Re: Where are they?

carl feynman (carlf@atg.com)
Tue, 25 Nov 1997 11:01:36 -0500


At 08:12 PM 11/21/97 -0800, Damien R Sullivan wrote:
>On Nov 21, 9:16am, Leevi Marttila wrote:
>} Where is missing mass in the universe?
>} If there are other intelligent creatures, where are they?
>} Maybe these two questions are related...
...
>I've wondered about the intergalatic bubbles: if you had a soup of
>galaxies, and randomly seeded it with rare expanding intelligence, would
>you get the bubbles we observe, with visible galaxies in the areas
>between colonized volumes? I have trouble checking the idea against the
>fact that we're seeing everything in the past, though, and against the
>flux in the old background radiation.

I spent a while looking into this last year, and, as is my wont, never
wrote anything down. Let's see what I can remember...
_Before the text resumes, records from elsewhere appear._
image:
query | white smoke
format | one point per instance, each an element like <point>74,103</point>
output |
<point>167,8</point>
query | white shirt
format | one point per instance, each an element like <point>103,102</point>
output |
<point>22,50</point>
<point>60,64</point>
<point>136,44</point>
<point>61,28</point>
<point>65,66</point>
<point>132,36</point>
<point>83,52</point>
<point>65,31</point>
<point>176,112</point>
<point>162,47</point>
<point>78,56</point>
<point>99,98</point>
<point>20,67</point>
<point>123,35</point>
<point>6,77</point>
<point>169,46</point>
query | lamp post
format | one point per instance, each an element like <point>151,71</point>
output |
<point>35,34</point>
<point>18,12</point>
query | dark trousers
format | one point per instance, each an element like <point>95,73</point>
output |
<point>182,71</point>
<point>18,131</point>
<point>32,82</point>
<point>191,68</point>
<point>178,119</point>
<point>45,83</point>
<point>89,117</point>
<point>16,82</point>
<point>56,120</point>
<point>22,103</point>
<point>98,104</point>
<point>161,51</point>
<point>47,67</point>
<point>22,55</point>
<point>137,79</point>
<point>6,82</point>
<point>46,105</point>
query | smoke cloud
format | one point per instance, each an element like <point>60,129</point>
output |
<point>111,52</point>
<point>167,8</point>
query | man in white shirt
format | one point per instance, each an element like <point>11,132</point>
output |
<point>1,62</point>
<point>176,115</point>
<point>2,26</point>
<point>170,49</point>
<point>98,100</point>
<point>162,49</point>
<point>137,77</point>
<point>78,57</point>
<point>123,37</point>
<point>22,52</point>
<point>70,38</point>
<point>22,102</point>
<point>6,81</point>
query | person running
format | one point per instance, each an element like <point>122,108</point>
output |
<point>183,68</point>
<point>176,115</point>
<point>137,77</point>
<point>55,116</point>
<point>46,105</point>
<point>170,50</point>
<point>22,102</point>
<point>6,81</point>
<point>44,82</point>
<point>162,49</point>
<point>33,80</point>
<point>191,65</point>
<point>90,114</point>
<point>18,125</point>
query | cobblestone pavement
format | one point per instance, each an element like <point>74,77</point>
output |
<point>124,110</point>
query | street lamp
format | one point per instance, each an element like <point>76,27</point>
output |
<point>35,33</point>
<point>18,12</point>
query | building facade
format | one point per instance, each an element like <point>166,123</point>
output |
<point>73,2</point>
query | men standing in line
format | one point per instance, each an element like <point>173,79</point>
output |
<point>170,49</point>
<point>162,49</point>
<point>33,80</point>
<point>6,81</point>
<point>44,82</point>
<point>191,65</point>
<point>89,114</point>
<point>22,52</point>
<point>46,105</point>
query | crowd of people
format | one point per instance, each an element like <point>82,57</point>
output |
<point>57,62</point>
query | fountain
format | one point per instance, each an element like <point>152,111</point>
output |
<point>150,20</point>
There are walls between the bubbles, whose thickness is small compared to
the size of the bubbles. This is inconsistent with the notion that life
originated at random times and places and spreads spherically, since in
that case we would observe that some bubbles had run into each other, while
others were small and in the middle of large 'uncolonized' areas. However,
if civilizations for some reason like to leave 'neutral zones' between
them, then this would explain the observed pattern. In this case, we are
in a neutral zone, and can expect to be swatted down as soon as we become
politically unacceptable (:-).

The bubbles are not completely empty. The contain the occasional galaxy.
This is a small problem for the theory.

The stars in the dark zones cannot simply have been Dysoned, since their
waste heat would be clearly visible to some kind of telescope, regardless
of its temperature. The bubbles contain 90% of the volume of the universe,
so if the universe was uniform, 90% of the stars would have been Dysoned.
Alas, the spectral region between 10 microns and 1000 microns (300K to 3K)
where the Dyson spheres would radiate does not contain 10 times as much
light as is emitted by all visible stars. Also, the bubbles should be
visible as large infrared blobs, and they're not.
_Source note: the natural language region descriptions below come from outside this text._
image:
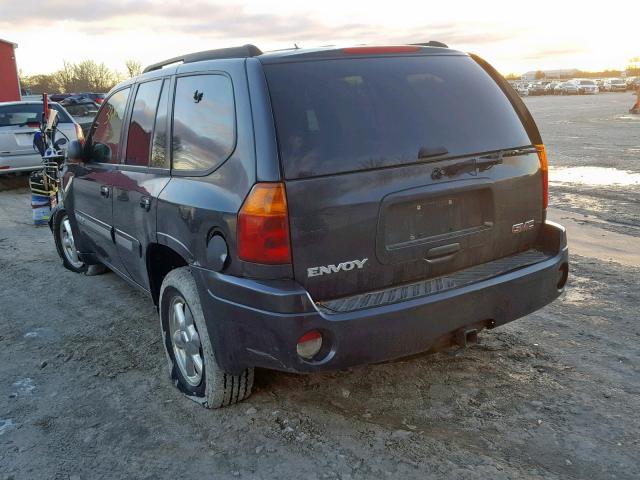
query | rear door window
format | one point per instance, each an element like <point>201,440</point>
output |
<point>141,126</point>
<point>19,114</point>
<point>336,116</point>
<point>159,158</point>
<point>107,127</point>
<point>203,122</point>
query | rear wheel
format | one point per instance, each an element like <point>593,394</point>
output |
<point>189,349</point>
<point>65,243</point>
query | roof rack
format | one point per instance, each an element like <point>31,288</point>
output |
<point>432,43</point>
<point>231,52</point>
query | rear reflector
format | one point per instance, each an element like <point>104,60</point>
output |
<point>263,225</point>
<point>309,344</point>
<point>374,50</point>
<point>544,168</point>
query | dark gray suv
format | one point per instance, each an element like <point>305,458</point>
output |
<point>309,210</point>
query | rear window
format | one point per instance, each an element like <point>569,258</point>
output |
<point>23,113</point>
<point>336,116</point>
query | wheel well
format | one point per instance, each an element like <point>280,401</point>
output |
<point>160,261</point>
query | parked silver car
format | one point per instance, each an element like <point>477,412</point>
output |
<point>615,85</point>
<point>19,121</point>
<point>586,87</point>
<point>568,88</point>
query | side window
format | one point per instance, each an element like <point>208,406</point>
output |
<point>142,118</point>
<point>159,146</point>
<point>105,141</point>
<point>203,122</point>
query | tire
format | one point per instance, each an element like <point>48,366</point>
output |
<point>65,244</point>
<point>194,369</point>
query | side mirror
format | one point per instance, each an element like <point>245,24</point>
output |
<point>74,151</point>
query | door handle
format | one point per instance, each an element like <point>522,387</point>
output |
<point>145,202</point>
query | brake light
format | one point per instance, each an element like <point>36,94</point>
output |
<point>544,168</point>
<point>374,50</point>
<point>263,225</point>
<point>79,133</point>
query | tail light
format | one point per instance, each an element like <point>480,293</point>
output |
<point>544,168</point>
<point>263,225</point>
<point>79,133</point>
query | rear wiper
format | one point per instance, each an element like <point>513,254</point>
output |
<point>431,152</point>
<point>484,162</point>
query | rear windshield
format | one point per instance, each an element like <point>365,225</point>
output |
<point>336,116</point>
<point>23,113</point>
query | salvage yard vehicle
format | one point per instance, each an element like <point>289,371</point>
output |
<point>313,209</point>
<point>569,88</point>
<point>586,87</point>
<point>19,122</point>
<point>615,85</point>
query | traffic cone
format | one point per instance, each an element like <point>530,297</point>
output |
<point>636,108</point>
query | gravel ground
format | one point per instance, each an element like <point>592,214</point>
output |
<point>84,393</point>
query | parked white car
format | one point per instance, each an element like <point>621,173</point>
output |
<point>19,121</point>
<point>523,89</point>
<point>568,88</point>
<point>615,85</point>
<point>586,87</point>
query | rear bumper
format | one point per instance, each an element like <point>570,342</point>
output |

If the Dyson sphere heat radiators are built of solid hydrogen, they could
be big enough to actually be opaque on a galctic scale, and would have a
radiation temperature on the order of 5K, which would be close to a
thermodynamic optimum. Unfortunately, the bubbles would have clearly
visible effects on the cosmic background radiation.

If the civilizations that built the bubbles wanted to conserve energy for
the longest possible time, they might have modified the stars in their
domains to make them burn more slowly. In this case, the objections of the
previous two paragraphs vanish.

If a civilization is expanding at a speed comparable to that of light, we
would see their frontier as an ellipsoid rather than as a sphere. The long
axis of the ellipsoid would be pointed toward us, and the closer the
conquest velocity was to lightspeed, the more elongated the ellipsoid.
This isn't really an issue, since the 'neutral zone' hypothesis requires
that all expansion was complete a long time ago.